Blackbird is likely about the bird itself - musicians from all over the world have written songs in honour of songbirds, and blackbird song is one of my favourite sounds so I guess others have been similarly enamoured.
re: What does the name of my set dance mean? en>fr fr>en
By RAID_Babemember has saluted, click to view salute photosPremium member Comments: 5215, member since Thu Feb 18, 2010
On Sun Aug 08, 2010 05:57 AM
Ah, Louise you're a legend!

Thanks heaps for the definitions :~)
re: What does the name of my set dance mean? en>fr fr>en
By Grainneog Comments: 49, member since Sun Jul 12, 2009
On Sun Aug 08, 2010 06:41 AM
This is really interesting! :)
Go and check out this page: www.diochra.com . . .
re: What does the name of my set dance mean? en>fr fr>en
By seannettaPremium member Comments: 2130, member since Fri Jul 28, 2006
On Sun Aug 08, 2010 10:07 AM
Louise wrote:

Blackbird is likely about the bird itself - musicians from all over the world have written songs in honour of songbirds, and blackbird song is one of my favourite sounds so I guess others have been similarly enamoured.


Blackbird was actually the code name for Bonnie Prince Charlie -- Diochra has some great info on this set here:
www.diochra.com . . .

Great info here, Louise.

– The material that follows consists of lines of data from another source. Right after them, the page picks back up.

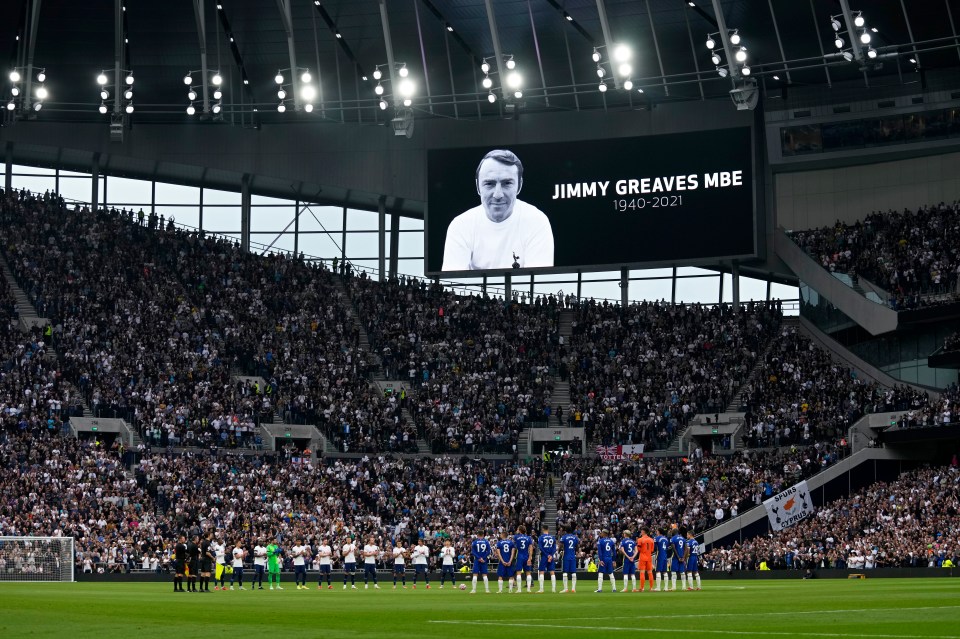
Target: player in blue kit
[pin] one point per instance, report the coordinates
(569, 544)
(547, 544)
(506, 556)
(524, 544)
(480, 549)
(662, 547)
(606, 549)
(692, 561)
(628, 548)
(678, 546)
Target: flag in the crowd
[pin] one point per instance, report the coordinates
(789, 506)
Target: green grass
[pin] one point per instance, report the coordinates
(889, 609)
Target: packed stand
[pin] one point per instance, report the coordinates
(910, 522)
(801, 396)
(909, 254)
(638, 375)
(481, 367)
(695, 492)
(153, 324)
(59, 486)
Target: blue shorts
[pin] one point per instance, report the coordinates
(522, 563)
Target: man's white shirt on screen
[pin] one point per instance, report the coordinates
(475, 243)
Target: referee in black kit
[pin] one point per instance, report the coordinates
(179, 563)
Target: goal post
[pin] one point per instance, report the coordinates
(36, 559)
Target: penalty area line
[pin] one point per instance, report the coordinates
(764, 633)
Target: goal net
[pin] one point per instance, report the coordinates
(36, 558)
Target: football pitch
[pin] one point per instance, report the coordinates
(886, 608)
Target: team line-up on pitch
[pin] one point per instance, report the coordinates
(659, 560)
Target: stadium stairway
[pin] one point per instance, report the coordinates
(550, 504)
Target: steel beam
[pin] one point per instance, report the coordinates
(608, 40)
(497, 51)
(724, 36)
(287, 20)
(201, 16)
(388, 44)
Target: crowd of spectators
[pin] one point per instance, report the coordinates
(696, 492)
(638, 375)
(910, 522)
(481, 367)
(800, 396)
(909, 254)
(61, 486)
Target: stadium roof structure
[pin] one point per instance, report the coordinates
(443, 43)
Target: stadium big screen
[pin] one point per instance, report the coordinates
(682, 198)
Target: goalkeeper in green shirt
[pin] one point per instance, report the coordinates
(273, 565)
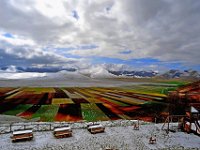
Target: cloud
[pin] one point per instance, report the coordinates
(165, 30)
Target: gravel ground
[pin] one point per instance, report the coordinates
(121, 138)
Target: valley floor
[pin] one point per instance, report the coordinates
(120, 138)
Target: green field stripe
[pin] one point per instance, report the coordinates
(116, 102)
(91, 112)
(46, 113)
(19, 109)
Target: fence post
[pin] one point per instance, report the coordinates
(11, 127)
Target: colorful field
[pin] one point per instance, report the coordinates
(90, 104)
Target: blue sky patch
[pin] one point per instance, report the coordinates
(8, 35)
(75, 14)
(126, 52)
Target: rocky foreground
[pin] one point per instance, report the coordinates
(118, 138)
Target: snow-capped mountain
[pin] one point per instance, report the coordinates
(97, 72)
(137, 74)
(181, 74)
(93, 71)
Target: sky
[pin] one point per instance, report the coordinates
(139, 34)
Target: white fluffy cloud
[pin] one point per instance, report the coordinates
(167, 30)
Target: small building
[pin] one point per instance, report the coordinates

I'd just add that any "planxty" set is usually one written in honour of whomever the set dance names. So Planxty Davis was a tune written specifically to honour somebody named Davis.

Also, "humours" in the case of tune names usually refers to, quite simply, a good time had by all, usually involving drinking. A merry night out, if you will. So Humours of Bandon probably refers to a grand party that was had in that region.

ID historian John Cullinane writes in his book "Aspects of the History of Irish Dancing" that the origin of Rodney's Glory is probably from Kerry poet Eoghan Ruadh O Suilleabhain, who wrote "The Praises of Admiral Rodney" while serving in the British Navy under Vice-Admiral Rodney, in an effort to secure his release from the Navy.